As I am learning more Spanish by the day I am starting to understand random conversations in the street between people. It is always about food. “We either talk about food, or we eat,” a Spanish mum from school explained to me with passion the other day, while were out for a walk in the hills. “The whole objective of going out somewhere is eating together. It is the most important thing. Got something to celebrate? You go out for a meal. Meeting up with friends? It has to be centered around a mealtime and finding a nice place to eat.” I asked her why Spanish people are not all morbidly obese with all that eating. “It’s not about the quantities”, she said, “I never have huge plate fulls, but I love eating. It’s about tasting different things and appreciating the flavours. And about the social aspect.” I remember being told by a Scottish colleague once years ago that “eatin’ is cheatin’“, when I suggested we should go for something to eat before hitting the bar. I never got into that pint drinking on an empty stomach habit. I love a beer, but give me some croquetas, por favor.

Spanish dinner times
Photo by Victor on Unsplash

An all day activity and no one knows where the kids are

Needless to say that the Saturday morning hill walk was heavily interspersed with almuerzo (and cans of beer at 11am), followed by a leasurely lunch on the village square….and my new favourite thing: the ‘sobremesa‘, which basically means you all stay at the table after the meal, talk, laugh and keep bringing out drinks and snacks. For hours. The kids were playing somewhere, stole food off the table every so often and nobody really cared. Everyone had a great time.
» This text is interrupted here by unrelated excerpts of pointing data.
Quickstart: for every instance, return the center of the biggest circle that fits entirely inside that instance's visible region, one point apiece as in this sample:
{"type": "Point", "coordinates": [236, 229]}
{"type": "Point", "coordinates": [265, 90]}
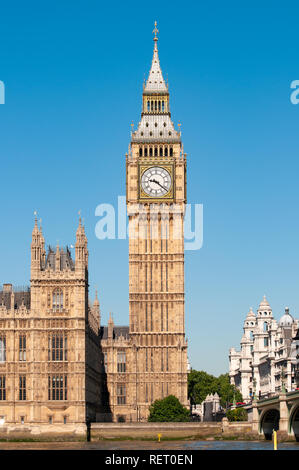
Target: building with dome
{"type": "Point", "coordinates": [267, 361]}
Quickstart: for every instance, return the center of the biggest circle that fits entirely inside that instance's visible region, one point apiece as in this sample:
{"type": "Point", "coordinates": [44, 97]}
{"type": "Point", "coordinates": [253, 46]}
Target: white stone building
{"type": "Point", "coordinates": [267, 359]}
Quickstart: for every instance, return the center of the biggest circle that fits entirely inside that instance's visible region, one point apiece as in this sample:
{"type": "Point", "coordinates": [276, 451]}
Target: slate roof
{"type": "Point", "coordinates": [66, 260]}
{"type": "Point", "coordinates": [117, 332]}
{"type": "Point", "coordinates": [5, 299]}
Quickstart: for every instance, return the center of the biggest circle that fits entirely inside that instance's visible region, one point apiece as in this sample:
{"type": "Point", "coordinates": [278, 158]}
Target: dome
{"type": "Point", "coordinates": [250, 314]}
{"type": "Point", "coordinates": [264, 304]}
{"type": "Point", "coordinates": [286, 320]}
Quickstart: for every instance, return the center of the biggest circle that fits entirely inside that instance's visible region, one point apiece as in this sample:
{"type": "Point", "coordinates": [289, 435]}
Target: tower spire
{"type": "Point", "coordinates": [155, 32]}
{"type": "Point", "coordinates": [155, 81]}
We went home at 6pm, all happy and tired.

I was wondering about what makes Spain such a pleasant and laid back country to live in. Ignore politics and bureaucracy, as these things will make you angry no matter how much vitamin D you’re soaking up, but Spanish people really know how to enjoy life. The climate helps for sure. Sunshine year round brings everybody out of their houses and together in the street. No staying indoors or in cars all day. Being outdoors, chatting and eating. Did I mention food? Spanish meal times take a bit of getting used to, your old schedule gets thrown out of the window. But it’s pleasant, as long as you go with it. “No pasa nada” is a great expression and used all the time in Spanish. “It’s OK”, relax, don’t take it all too seriously, here, have some olives.